Selasa, 31 Mei 2011

Kepedihan Yang Disebabkan Merapi..

Hari berganti hari, dan waktupun telah berlalu. Setelah beberapa waktu Merapi memporak-porandakan kota jogjakarta, kususnya yang berada dibagian utara, akhirnya kini mulai mereda. Hingga batas aman diturunkan, walaupun Gunung Merapi masih sering mengeluarkan Wedus Gembel, namun dalam intensitas rendah dan masih menjadi ancaman sewaktu-waktu, para warga pun nekat untuk pulang kerumah mereka masing-masing. Namun bagi mereka yang rumahnya terkena awan panas merapi, hanya bisa pasrah serambi menunggu pemerintah selesai membuat shelter atau hunian sementara. 
Diwaktu itu kalaupun mereka telah pulang kerumah masing-masing, harus bergelut dengan kegelapan karena kala itu listrik masih padam. Baru beberapa minggu setelah kepulangan para pengungsi, listrik bisa kembali normal. Itulah yang saya rasakan juga diwaktu itu. Bagi mereka yang memiliki kebun yang berupa pohon salak, harus sedikit bersabar karena banyak pohon salak yang mati akibat adanya debu vulkanik yang menutupi. Memang setiap bencana pasti menyisakan kepedihan yang teramat dalam, bisa dibilang harus memulai kehidupan  baru dari nol. 
Seperti halnya yang terjadi didaerah lereng Gunung Merapi. Hutan hujan tropis yang terjangkau lahar panas Merapi kini hanya tersisa pohon-pohon yang tumbang dan rumput mengering. Setelah erupsi Merapi yang sangat dahsyat kondisi kering keronta menghiasi daerah lereng Merapi, dimana tidak ada hutan berwarna hijau, tidak ada satwa yang terlihat, dan pohon-pohon pinus yang menjulang tinggi pun telah tiada. Akibat keganasan merapi, Bunker telah tiada tertimbun 4 meter dibawah tanah. Kali Gendol yang sangat dalam pun rata dengan tanah tertimbun luapan awan panas berupa material pasir dan batu. Banyak ternak warga yang mati. Semua rumah warga yang berada didusun Kinah rejo dan sekitarnya tak terkecuali rumah mbah Marijan yang terkenal sebagai juru kunci merapi pun tidak kuasa dengan semua itu, semuanya rata dengan tanah. 

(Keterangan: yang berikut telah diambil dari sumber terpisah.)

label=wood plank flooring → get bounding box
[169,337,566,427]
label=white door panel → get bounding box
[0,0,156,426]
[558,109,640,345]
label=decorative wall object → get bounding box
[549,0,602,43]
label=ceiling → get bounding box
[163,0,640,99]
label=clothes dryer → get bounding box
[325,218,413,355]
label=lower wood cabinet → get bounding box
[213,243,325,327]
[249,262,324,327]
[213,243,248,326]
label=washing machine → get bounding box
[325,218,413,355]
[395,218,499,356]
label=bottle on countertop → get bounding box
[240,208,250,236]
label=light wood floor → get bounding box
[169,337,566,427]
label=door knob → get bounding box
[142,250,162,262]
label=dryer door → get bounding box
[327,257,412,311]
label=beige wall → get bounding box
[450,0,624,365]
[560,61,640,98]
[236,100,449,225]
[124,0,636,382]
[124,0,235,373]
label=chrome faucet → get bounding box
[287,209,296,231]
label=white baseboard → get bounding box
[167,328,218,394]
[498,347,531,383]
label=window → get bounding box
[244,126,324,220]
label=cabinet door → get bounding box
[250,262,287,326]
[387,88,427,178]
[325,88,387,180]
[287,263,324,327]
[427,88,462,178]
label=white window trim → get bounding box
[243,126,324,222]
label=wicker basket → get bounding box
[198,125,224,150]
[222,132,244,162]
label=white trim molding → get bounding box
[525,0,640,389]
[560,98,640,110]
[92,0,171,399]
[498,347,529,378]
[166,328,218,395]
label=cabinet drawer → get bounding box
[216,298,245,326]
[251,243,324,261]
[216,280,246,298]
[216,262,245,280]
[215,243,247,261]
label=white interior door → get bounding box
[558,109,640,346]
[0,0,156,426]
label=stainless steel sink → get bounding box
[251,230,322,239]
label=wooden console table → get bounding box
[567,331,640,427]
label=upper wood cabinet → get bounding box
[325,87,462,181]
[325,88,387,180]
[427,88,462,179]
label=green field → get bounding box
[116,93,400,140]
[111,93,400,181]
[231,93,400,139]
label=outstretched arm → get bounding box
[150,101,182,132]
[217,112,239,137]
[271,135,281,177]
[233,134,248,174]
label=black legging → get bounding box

jogjakarta Pasca Erupsi Merapi 2011

Tidak bisa dipungkiri bahwa adanya Gunung Berapi membuat tanah disekitarnya menjadi subur. Namun tak bisa dihindari, adanya Gunung Merapi juga bisa menimbulkan bencana, dan itulah yang terjadi dijogja beberapa waktu lalu.
Jogjakarta dilanda bencana yang sangat hebat, yaitu meletusnya Gunung Merapi yang terletak dibagian utara kota jogja ini. Menurut orang-orang tua, tidak terkecuali nenek saya, bahwa ini merupakan letusan Merapi yang paling besar dalam sejarahnya. Dimulai dengan jarak aman 5 km hingga 25 km. Memang setiap bencana menyisakan cerita yang amat pedih. Para warga yang rumahnya berada dibawah jarak aman, mereka telah mengungsi semua. Dimulai mengungsi di desa kelurahan setempathingga akhirnya mereka (para pengungsi) dipindah diStadion Maguwoharjo yang jaraknya sudah melebihi jarak amanMerapi yang ditetapkan. Gunung Merapi yang terkenal dengan Gunung paling aktif ini, terus menerus mengeluarkan awan panas dan material yang menjulang tinggi kelangit, menurut kabar yang saya dengar ketinggian Wudus Gembel (orang-orang jogja menyebutnya) mencapai 4 km. Keadaan seperti itu menjadikan kota jogja tertutup dengan debu Vulkanik yang sangat tebal hingga sangat mengganggu untuk beraktifitas. Semua orang pun diwajibkan memakai masker demi keamanan. Serentak sesaat Pasca Erupsi Merapi yang sangat dahsat itu, desa-desa disekitar Merapi bisa dibilang sebagai kota mati karena kosong tanpa berpenghuni yang telah ditinggal untuk menyelamatkan diri, aktifitas perekonomian pun serentak mati total. Semua hanya bisa berharap rumah dan harta benda mereka selamat dari terjangan awan panas Merapi.